Anlaşılan o ki adaletin terazisi, bu ülkede uzun zamandır dengesini kaybetmiş. Suç işleyen hak ettiği cezayı almıyor, mağdur olan ise bir ömür boyu acısıyla baş başa kalıyor. “Adalet yerini bulsun” diye haykıran insanların bile gözlerinde ki umut ışığı sönmeye başladı. Oysa adalet bir toplumun bel kemiğidir; kırıldığı yerde çöküş başlar. Bugün o çöküşü yaşıyoruz.

Artık rahatça sokakta yürüyemiyoruz. Okula giderken bile iki kere düşünür olduk. Evimizin bahçesinde otururken bile içimize bir huzursuzluk çöküyor. Çünkü biliyoruz ki, hayatın tam ortasında, bir anlık öfke ya da kin uğruna, bir can daha hayattan koparılabilir.
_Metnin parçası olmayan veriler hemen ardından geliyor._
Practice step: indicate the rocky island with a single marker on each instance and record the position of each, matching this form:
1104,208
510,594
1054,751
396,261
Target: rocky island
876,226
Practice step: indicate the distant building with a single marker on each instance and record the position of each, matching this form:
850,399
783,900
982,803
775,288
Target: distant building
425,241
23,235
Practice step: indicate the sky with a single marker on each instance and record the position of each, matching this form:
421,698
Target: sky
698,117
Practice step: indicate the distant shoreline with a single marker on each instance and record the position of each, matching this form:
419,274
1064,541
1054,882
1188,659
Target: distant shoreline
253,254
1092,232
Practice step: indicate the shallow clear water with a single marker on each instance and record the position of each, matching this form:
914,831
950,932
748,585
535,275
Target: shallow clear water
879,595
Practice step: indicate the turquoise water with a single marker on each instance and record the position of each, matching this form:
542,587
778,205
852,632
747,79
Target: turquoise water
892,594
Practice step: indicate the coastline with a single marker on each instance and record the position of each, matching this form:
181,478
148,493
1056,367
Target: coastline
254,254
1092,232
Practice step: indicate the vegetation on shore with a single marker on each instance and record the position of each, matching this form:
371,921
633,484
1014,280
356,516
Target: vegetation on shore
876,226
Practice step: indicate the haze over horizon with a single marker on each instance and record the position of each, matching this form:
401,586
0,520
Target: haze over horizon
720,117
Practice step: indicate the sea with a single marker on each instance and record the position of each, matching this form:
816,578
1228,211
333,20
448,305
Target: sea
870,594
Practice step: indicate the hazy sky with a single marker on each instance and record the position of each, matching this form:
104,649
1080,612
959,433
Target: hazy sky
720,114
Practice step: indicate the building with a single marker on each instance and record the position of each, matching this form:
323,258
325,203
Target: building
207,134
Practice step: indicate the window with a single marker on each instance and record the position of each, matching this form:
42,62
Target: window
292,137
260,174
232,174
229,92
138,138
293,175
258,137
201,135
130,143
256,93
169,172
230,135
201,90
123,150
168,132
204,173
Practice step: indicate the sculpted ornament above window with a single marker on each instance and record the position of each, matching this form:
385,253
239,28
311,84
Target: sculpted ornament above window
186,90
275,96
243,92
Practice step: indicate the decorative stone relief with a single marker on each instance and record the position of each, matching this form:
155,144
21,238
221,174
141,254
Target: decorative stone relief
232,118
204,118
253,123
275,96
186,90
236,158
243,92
Hayatının baharında bir anne, bir öğretmen, bir öğrenci, bir çocuk… Hepsi hiç acımadan bir cinayete kurban gidebiliyor.

Gün geçtikçe içimizdeki merhamet duygusu eriyor. Birbirimize tahammülümüz kalmadı. Küçük bir tartışma büyüyüp trajediye dönüşüyor. Ama zamanında “komşusu açken tok yatan bizden değildir” anlayışıyla büyüyen karıncayı incitmekten bile korkan bizler değimliydik? Nasıl bu noktaya geldik.
Bu karanlık tabloyu değiştirmek için önce vicdanlarımızı onarmamız gerekiyor. Çünkü kanunlar tek başına yeterli değil; adalet, önce yüreklerde başlar. Hak eden neden hak ettiği cezayı almıyor diye sormaya devam edeceğiz. Ama asıl soru şu: Daha kaç kişinin canı yanacak, daha kaç evin ocağı sönecek, daha kaç çocuk babasız, annesiz kalacak?

Toplum olarak çöküşün eşiğindeyiz. Eğer adaleti yeniden tesis edemez, merhameti yeniden hatırlayamazsak, bu çöküş sadece sokakta değil, kalbimizin tam ortasında gerçekleşecek. Ve o zaman, geriye dönecek bir insanlık kalmayacak.